2.Davacı kadın, 07.06.2021 havale tarihli dava dilekçesinde, boşanma ve ekleriyle birlikte 50.000,00 TL maddî, 20.000,00 TL manevî tazminat isteminde bulunmuş, tazminatlara faiz işletilmesi isteminde bulunmamıştır. İlk Derece Mahkemesince kadının bu istemlerinin kısmen kabulüyle, kadın lehine kesinleşmeden itibaren yasal faiziyle birlikte 16.000,00 TL maddî ve 16.000,00 TL manevî tazminata hükmedilmiş, verilen bu hükme karşı sadece kadın vekili tarafından, diğer itirazları yanında, hükmedilen tazminatların da az olduğu belirtilerek istinaf kanun yoluna başvurulmuş, erkek tarafından istinaf kanun yoluna başvurulmamıştır.
Bölge Adliye Mahkemesince kadının istinaf itirazlarının kısmen kabulüne karar verilerek, diğer hususlar yanında, kadın yararına hükmedilen tazminatların da az olduğu gerekçesiyle, boşanma hükmünün kesinleşme tarihinden itibaren işleyecek yasal faiziyle birlikte kadın yararına 30.000,00 TL maddî ve 20.000,00 TL manevî tazminata hükmedilmiş, hüküm bu sefer davalı erkek vekili tarafından temyiz edilmiştir.
İlk Derece Mahkemesince kadının tazminatlara yönelik faiz isteği bulunmadığı halde kadın yararına hükmedilen tazminatlara faiz işletilmesine hükmedilmiş ise de erkek tarafından bu karara karşı istinaf kanun yoluna başvurulmadığından, hükmedilen maddî ve manevî tazminatın yalnızca 16.000,00 TL'lik kısmı ve bu kısma işletilen faiz yönünden kadın yararına usuli kazanılmış hak oluşacağı, Bölge Adliye Mahkemesince artırılan kısım yönünden ise kadın yararına usuli kazanılmış hakkın varlığından söz edilemeyeceği anlaşılmakla, tazminatların 16.000,00 TL'nin üstünden kalan kısmına işletilen faiz yönünden yazılı şekilde hüküm tesisi doğru olmayıp bozmayı gerektirir.

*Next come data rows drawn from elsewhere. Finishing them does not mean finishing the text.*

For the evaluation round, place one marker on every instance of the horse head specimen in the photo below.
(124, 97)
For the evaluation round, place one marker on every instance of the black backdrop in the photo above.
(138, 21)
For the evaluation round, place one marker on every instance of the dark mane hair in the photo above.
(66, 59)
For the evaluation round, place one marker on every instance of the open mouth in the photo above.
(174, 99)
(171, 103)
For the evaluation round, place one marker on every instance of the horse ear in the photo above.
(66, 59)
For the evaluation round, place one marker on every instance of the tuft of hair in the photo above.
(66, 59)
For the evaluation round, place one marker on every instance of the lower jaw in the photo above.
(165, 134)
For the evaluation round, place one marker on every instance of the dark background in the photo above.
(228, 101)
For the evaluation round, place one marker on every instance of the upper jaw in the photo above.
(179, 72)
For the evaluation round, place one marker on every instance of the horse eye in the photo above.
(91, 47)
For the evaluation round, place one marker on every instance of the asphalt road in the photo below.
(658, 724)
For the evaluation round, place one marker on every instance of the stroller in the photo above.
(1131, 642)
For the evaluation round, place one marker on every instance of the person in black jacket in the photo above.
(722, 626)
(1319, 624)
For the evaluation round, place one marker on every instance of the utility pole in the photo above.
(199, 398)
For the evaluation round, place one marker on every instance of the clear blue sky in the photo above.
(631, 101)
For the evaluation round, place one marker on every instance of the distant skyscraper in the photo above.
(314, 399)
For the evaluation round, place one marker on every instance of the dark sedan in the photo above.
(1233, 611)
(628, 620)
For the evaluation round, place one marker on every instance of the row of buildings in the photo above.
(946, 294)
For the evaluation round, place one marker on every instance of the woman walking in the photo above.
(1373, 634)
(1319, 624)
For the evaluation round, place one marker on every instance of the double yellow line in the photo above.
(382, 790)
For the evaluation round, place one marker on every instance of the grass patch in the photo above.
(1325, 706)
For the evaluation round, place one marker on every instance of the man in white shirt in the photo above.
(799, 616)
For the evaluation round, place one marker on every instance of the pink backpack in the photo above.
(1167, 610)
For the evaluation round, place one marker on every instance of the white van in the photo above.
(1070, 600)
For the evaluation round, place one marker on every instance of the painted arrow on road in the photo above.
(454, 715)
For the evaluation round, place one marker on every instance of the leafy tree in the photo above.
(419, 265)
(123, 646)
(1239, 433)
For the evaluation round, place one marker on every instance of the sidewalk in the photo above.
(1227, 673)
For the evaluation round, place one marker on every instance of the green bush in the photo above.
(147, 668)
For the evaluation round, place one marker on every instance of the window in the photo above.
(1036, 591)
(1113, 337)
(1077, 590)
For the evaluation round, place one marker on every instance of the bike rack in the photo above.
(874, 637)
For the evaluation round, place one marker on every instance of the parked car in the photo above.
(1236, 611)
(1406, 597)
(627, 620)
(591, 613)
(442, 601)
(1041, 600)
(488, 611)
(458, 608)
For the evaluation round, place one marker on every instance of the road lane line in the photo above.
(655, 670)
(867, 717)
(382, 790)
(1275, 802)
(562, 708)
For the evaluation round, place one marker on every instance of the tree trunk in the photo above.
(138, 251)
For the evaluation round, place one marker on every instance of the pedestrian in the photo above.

Ne var ki bu hatanın giderilmesi yeniden yargılama yapılmasını gerektirmediğinden 6100 sayılı Kanun’un 370 inci maddesinin ikinci fıkrası uyarınca Bölge Adliye Mahkemesi kararının düzeltilerek onanması gerekir.
VI. KARAR
Açıklanan sebeplerle;
1. Davalı erkek vekilinin kusur belirlemesi, tazminatlar ve yoksulluk nafakası ile miktarları ve yoksulluk nafakasına süresiz olarak hükmedilmesine yönelik temyiz dilekçesinin REDDİNE,
2.Davalı erkek vekilinin diğer temyiz itirazlarının incelenmesine gelince;
a.Davalı erkek vekilinin aşağıdaki bendin kapsamı dışında kalan diğer temyiz itirazlarının reddine,
b.Temyiz olunan Bölge Adliye Mahkemesi kararına yönelik davalı erkek vekilinin temyiz itirazının "tazminatların artırılan kısmına işletilen yasal faiz kararı" yönünden kabulü ile temyiz olunan Bölge Adliye Mahkemesi kararının hüküm fıkrasının (1/d) bendinin hükümden tamamen çıkartılmasına, yerine (1/d) bendi olarak; "Davacı kadının maddi tazminat isteminin KISMEN KABULÜ ile 30.000,00 TL maddi tazminatın 16.000,00 TL'lik kısmının boşanma hükmünün kesinleştiği tarihten itibaren işleyecek yasal faiziyle, bakiye 14.000,00 TL'lik kısmının ise faizsiz olarak davalı erkekten alınarak davacı kadına verilmesine, fazlaya ilişkin istemin reddine, davacı kadının manevi tazminat isteminin KABULÜ ile 20.000,00 TL manevi tazminatın 16.000,00 TL'lik kısmının boşanma hükmünün kesinleştiği tarihten itibaren işleyecek yasal faiziyle, bakiye 4.000,00 TL'lik kısmının ise faizsiz olarak davalı erkekten alınarak davacı kadına verilmesine, fazlaya ilişkin istemin reddine," cümlesinin eklenmek suretiyle temyize konu kararın DÜZELTİLEREK ONANMASINA,
Peşin alınan harcın istek halinde yatırana geri verilmesine,
Dosyanın İlk Derece Mahkemesine, kararın bir örneğinin Bölge Adliye Mahkemesine gönderilmesine,
13.02.2024 tarihinde oy birliğiyle karar verildi.